3 Answers, 1 is accepted
You can find more details on spell checking a Kendo editor in the following Feedback Portal item: https://feedback.telerik.com/kendo-jquery-ui/1358507-add-spell-check-to-kendo-ui-editors.
As for RadSpell - the UI for ASP.NET AJAX controls are not supported under MVC (link), yet if you wish you could try using the RadEditor that uses RadSpell internally and review this KB article on excluding the handlers from routing. Note that should you try this, you'd need a WebForm (perhaps in an iframe in a view) and that can make things too complex, in addition to being a scenario that is not supported.
Regards,
Marin Bratanov
Progress Telerik

Thanks for the response - appreciated.
I'm a little disappointed that Telerik clearly have the code needed to do spell checking yet have not implemented it in their modern .net razor core offering. I'm sure you have a lot on but the post you refer to shows that 3rd parties can achieve it and that it was requested 4 years ago. Dare I ask if its on a road-map?
Leaves me looking for yet another work around (that is supported). Note my spell check was turned off (no idea why) but some users won't realise Chrome has it built in.
To be blunt and get this out of the way like a band-aid - we do not plan on implementing our own spell checking for Kendo UI. This is why its status in the feedback portal is "declined".
Here is a list of some of the reasons:
- In this day and age, browsers have spell checking turned on by default, and that is usually tied to the language they are actually using, so that takes off that configuration off your hands.
- RadSpell was implemented 16 years ago when IE6 was considered the norm and spell checking didn't exist.
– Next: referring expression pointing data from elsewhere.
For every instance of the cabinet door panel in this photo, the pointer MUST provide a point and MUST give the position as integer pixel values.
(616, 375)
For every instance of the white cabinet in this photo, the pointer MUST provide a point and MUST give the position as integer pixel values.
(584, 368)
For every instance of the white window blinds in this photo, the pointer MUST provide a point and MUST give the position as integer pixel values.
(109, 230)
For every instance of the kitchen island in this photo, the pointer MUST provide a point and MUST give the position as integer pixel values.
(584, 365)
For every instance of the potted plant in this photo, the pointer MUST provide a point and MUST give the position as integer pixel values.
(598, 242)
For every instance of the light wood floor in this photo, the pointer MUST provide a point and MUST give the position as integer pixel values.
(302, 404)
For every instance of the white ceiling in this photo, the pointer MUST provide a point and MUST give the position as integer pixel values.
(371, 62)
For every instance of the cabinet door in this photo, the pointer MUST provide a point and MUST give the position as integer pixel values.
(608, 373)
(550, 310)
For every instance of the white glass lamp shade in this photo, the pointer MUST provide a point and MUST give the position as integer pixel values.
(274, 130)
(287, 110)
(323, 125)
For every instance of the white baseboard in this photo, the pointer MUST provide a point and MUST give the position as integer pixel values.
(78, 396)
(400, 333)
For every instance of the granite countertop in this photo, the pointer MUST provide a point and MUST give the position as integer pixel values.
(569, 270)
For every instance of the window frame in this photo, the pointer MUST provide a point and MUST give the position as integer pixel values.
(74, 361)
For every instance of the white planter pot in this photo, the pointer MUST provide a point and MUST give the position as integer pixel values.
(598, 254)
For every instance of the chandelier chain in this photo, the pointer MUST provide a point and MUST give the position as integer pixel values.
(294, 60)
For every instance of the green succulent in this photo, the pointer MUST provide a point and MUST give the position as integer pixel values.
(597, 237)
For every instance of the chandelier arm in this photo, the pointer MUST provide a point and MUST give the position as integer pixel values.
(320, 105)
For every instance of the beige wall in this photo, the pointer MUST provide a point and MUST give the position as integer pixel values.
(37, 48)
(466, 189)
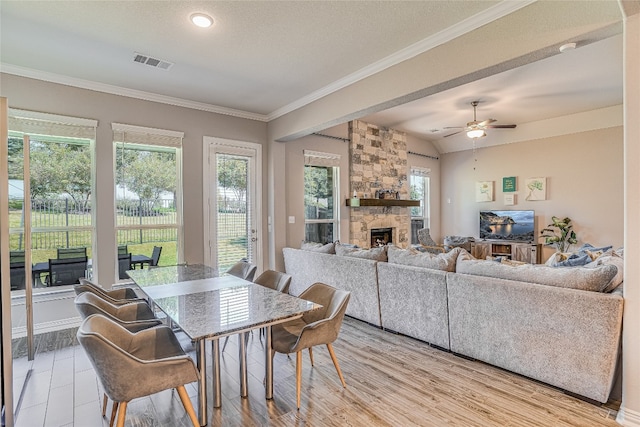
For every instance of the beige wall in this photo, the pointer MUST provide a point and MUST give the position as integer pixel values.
(584, 174)
(53, 98)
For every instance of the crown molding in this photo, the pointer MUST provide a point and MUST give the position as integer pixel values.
(131, 93)
(487, 16)
(474, 22)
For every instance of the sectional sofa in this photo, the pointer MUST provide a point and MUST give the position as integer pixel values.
(561, 326)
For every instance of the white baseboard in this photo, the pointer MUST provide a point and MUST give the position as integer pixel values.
(628, 418)
(41, 328)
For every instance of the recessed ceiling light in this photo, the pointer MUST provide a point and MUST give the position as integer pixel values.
(202, 20)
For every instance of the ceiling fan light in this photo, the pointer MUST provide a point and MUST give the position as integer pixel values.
(201, 20)
(476, 133)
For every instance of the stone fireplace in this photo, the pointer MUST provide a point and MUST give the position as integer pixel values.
(378, 163)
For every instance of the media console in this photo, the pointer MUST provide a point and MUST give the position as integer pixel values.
(517, 251)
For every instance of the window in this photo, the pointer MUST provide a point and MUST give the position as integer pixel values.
(321, 198)
(419, 188)
(51, 160)
(148, 189)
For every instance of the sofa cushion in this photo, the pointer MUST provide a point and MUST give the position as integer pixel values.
(595, 279)
(318, 247)
(376, 254)
(443, 261)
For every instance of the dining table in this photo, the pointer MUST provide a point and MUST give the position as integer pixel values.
(207, 306)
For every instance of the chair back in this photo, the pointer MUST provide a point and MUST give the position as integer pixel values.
(131, 365)
(155, 255)
(88, 303)
(124, 264)
(334, 304)
(275, 280)
(244, 270)
(65, 253)
(66, 271)
(17, 275)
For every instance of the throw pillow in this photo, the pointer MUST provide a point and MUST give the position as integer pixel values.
(443, 261)
(318, 247)
(376, 254)
(612, 259)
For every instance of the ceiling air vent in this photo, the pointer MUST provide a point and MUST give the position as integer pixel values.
(152, 62)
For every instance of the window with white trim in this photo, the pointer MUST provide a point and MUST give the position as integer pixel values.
(321, 196)
(419, 189)
(148, 186)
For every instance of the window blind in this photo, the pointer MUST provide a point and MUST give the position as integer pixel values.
(36, 123)
(149, 136)
(317, 158)
(423, 172)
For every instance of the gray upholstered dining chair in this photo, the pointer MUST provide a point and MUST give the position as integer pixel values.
(314, 328)
(115, 296)
(135, 312)
(243, 269)
(132, 365)
(275, 280)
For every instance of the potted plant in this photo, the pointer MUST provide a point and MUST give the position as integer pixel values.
(559, 234)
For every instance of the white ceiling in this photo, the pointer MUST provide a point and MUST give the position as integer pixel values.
(264, 58)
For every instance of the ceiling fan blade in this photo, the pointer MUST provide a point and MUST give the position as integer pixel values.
(486, 122)
(500, 126)
(451, 134)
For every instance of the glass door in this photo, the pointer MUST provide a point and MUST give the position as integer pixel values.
(234, 203)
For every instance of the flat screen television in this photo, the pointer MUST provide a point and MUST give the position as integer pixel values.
(517, 226)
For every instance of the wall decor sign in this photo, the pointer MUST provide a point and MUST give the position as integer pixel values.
(484, 191)
(536, 189)
(508, 184)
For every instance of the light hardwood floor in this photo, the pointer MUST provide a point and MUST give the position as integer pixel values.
(392, 380)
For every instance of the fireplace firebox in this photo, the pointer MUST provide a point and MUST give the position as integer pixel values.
(381, 236)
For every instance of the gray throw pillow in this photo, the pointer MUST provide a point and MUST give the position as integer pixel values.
(318, 247)
(443, 261)
(376, 254)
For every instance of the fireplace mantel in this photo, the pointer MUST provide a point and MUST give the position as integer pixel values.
(385, 202)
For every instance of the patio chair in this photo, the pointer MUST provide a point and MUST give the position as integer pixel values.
(65, 253)
(243, 269)
(155, 256)
(124, 264)
(66, 271)
(17, 276)
(16, 257)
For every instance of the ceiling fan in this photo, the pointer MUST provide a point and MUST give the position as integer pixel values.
(476, 129)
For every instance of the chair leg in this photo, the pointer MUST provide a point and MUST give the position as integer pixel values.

This is no longer the case.
- There are now many other solutions that offer spell checking and have that as their primary goal - some of them integrate explicitly with Kendo, others are browser extensions that hook on every editable field on the page. They are likely to be better and more focused on this than we could be, since we also have to maintain 100+ other components across a plethora of frameworks.
- Kendo is platform agnostic by nature. The UI for ASP.NET Core is just wrappers that, basically, generate scripts to initialize the jQuery widgets. This means that spell checking must work purely in the browser, as opposed to a .NET solution running on a server that we have in WebForms. Thus, we can't port this code, we have to rewrite everything from scratch, and even then it will come at a huge performance cost - both the size of the dictionaries, and iterating over them with JS. This does not even begin to consider custom dictionaries and their persistence. Considering the points above, this was deemed as not feasible a while ago. Doing that would mean that we don't do other things that have significantly larger impact on our customers.
I hope this explains the situation in sufficient detail.